I am trying to code a pdf reader script. When I write the pattern in RE, it returns nothing.
Input:
import requests
import pdfplumber
import pandas as pd
import re
with pdfplumber.open("file.pdf") as pdf:
page = pdf.pages[0]
text = page.extract_text()
decl = re.compile(r'\d{8}AN\d{6}')
for line in text.split('\n'):
if decl.search(line):
print(line)
Searched text line from pdf file is 'CHEMISCHE FABRIK BUDENHEIM KG PO BOX 61245366AN206589'
But it does not return the required output of: 61245366AN206589
I found out that it reads the whole line as string. How can I work around this?
for char in text.split('\n')[3]:
print(char)
print(type(char))
. . . <class 'str'> B <class 'str'> O <class 'str'> X <class 'str'>
<class 'str'> 6 <class 'str'> 1 <class 'str'> 2 <class 'str'> 4 <class 'str'> 5 <class 'str'> 3 <class 'str'> 6 <class 'str'> 6 <class 'str'> A <class 'str'> N <class 'str'> 2 <class 'str'> 0 <class 'str'> 6 <class 'str'> 5 <class 'str'> 8 <class 'str'> 9 <class 'str'>
search
returns a match object, so if there is a match, you need to extract the result from that.

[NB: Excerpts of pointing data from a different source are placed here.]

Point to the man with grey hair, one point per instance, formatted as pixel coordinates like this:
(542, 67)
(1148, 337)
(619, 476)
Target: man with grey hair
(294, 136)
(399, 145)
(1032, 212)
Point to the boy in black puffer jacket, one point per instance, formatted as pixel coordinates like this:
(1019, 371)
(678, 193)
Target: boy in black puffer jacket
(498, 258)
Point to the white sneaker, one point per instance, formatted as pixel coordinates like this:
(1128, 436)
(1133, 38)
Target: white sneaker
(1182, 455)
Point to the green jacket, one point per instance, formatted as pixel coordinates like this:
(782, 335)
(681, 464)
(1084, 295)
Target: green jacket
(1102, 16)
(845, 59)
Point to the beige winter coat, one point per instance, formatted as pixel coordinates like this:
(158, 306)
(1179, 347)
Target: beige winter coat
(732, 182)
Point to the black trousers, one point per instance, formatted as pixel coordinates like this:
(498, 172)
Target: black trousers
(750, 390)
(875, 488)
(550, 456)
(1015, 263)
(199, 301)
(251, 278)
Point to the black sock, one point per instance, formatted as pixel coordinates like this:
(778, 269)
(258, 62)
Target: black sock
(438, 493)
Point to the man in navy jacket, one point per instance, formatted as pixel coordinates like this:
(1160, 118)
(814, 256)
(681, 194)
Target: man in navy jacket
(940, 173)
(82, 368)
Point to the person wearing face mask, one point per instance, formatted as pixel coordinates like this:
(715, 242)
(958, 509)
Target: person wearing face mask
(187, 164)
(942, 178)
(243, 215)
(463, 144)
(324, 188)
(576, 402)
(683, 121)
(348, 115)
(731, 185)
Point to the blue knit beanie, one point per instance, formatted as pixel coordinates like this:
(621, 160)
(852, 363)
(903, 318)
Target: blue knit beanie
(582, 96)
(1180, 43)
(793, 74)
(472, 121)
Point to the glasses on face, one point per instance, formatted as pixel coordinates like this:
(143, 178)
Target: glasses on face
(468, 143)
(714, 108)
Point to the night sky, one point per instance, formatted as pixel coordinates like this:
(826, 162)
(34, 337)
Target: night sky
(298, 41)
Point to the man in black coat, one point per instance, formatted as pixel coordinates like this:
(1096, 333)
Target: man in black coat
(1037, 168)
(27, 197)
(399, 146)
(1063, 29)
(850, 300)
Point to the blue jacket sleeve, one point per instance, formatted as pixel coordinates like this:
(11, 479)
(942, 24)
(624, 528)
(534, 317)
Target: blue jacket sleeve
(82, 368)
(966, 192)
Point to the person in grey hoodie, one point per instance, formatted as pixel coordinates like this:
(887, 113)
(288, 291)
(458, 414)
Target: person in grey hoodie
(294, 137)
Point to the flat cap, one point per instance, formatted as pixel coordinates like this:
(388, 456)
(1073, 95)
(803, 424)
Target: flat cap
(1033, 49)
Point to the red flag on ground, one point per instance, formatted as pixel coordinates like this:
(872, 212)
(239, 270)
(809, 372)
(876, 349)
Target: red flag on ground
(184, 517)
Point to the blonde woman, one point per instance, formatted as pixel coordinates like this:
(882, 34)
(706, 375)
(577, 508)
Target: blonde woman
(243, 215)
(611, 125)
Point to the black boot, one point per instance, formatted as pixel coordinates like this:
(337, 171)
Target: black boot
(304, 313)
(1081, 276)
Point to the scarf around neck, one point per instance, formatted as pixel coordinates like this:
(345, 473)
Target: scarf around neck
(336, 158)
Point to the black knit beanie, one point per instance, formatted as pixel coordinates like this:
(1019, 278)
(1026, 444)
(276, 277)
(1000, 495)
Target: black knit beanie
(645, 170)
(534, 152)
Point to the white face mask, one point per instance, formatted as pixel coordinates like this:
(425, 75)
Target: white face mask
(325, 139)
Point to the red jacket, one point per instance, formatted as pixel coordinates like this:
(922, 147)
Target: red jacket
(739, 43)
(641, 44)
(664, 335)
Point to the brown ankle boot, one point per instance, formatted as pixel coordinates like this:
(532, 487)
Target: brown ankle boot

Here it is in an interactive session:
>>> decl = re.compile(r"\d{8}AN\d{6}")
>>> m = decl.search("CHEMISCHE FABRIK BUDENHEIM KG PO BOX 61245366AN206589")
>>> m
<re.Match object; span=(37, 53), match='61245366AN206589'>
>>> m.group(0)
'61245366AN206589'
>>> m.span()
(37, 53)
The span
is the location of the match in the search text, using slice notation values.